CVE-2022-22321: 
IBM WebSphere MQ vulnerability analysis and mitigation

IBM MQ Appliance 9.2 CD and 9.2 LTS were affected by a vulnerability where local messaging users' passwords were stored with insufficient protection hash (CVE-2022-22321). The vulnerability was discovered and reported to IBM in January 2022, with public disclosure on March 1, 2022 (NVD, IBM Advisory).

The vulnerability has a CVSS v3.1 Base Score of 5.5 MEDIUM (CVSS:3.1/AV:L/AC:L/PR:L/UI:N/S:U/C:H/I:N/A:N) according to NVD, while IBM rates it at 5.1 MEDIUM (CVSS:3.0/AV:L/AC:H/PR:N/UI:N/S:U/C:H/I:N/A:N).
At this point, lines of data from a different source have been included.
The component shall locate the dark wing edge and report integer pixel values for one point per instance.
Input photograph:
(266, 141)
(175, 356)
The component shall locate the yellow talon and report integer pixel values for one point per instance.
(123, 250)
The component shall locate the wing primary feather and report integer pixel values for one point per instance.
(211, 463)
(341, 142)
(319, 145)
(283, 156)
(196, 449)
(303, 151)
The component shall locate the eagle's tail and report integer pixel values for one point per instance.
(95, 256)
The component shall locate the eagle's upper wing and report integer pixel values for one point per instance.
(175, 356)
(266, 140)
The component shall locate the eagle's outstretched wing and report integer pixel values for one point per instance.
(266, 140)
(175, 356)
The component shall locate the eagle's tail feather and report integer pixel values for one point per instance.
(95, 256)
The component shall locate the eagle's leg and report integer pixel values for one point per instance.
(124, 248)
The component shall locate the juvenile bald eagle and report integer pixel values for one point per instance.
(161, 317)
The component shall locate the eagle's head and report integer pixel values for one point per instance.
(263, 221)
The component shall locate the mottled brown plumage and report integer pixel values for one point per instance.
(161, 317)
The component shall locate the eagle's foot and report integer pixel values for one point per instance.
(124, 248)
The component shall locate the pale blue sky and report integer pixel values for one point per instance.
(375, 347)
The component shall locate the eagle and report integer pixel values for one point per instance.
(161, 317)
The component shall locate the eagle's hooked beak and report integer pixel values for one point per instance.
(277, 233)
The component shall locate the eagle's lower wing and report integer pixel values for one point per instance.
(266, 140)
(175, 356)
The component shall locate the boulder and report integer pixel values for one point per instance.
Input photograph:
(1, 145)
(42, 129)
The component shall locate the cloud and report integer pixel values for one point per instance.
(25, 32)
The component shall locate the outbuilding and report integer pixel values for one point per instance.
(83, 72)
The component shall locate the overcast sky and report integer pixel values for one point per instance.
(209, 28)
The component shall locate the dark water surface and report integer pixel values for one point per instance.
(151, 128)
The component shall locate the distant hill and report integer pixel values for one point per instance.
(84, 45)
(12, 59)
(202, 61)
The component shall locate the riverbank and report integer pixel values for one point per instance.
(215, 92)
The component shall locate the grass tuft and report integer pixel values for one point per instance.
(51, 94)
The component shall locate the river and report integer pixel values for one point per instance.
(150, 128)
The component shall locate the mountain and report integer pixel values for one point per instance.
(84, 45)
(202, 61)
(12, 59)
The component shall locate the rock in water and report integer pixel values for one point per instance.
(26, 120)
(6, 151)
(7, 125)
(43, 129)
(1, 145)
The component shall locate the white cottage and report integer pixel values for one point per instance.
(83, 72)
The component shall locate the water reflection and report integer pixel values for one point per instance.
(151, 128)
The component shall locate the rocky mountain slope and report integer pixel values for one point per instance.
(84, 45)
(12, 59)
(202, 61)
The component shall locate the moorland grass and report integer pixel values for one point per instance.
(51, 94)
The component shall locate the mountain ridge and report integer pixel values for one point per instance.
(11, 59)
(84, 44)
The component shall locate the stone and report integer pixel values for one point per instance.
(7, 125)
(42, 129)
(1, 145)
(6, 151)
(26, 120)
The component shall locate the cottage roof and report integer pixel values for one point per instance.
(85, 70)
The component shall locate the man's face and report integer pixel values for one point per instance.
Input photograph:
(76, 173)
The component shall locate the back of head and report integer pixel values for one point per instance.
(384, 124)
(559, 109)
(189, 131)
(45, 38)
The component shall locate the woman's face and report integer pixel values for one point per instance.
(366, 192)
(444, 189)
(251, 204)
The issue specifically affects internally stored messaging users on the IBM MQ Appliance. The vulnerability is classified under CWE-326 (Inadequate Encryption Strength) (NVD).

The vulnerability could allow an attacker with local access to potentially compromise the confidentiality of password hashes for local messaging users. This affects only internally stored messaging users, not appliance users who can administer the appliance and IBM MQ resources (IBM Advisory).

IBM has addressed this vulnerability under APAR IT39829. For IBM MQ Appliance version 9.2 LTS, users should apply fixpack 9.2.0.5 or later firmware. For version 9.2 CD, users should upgrade to 9.2.5 CD or later firmware. Additionally, passwords for local messaging users set prior to installation of the indicated firmware versions should be updated (IBM Advisory).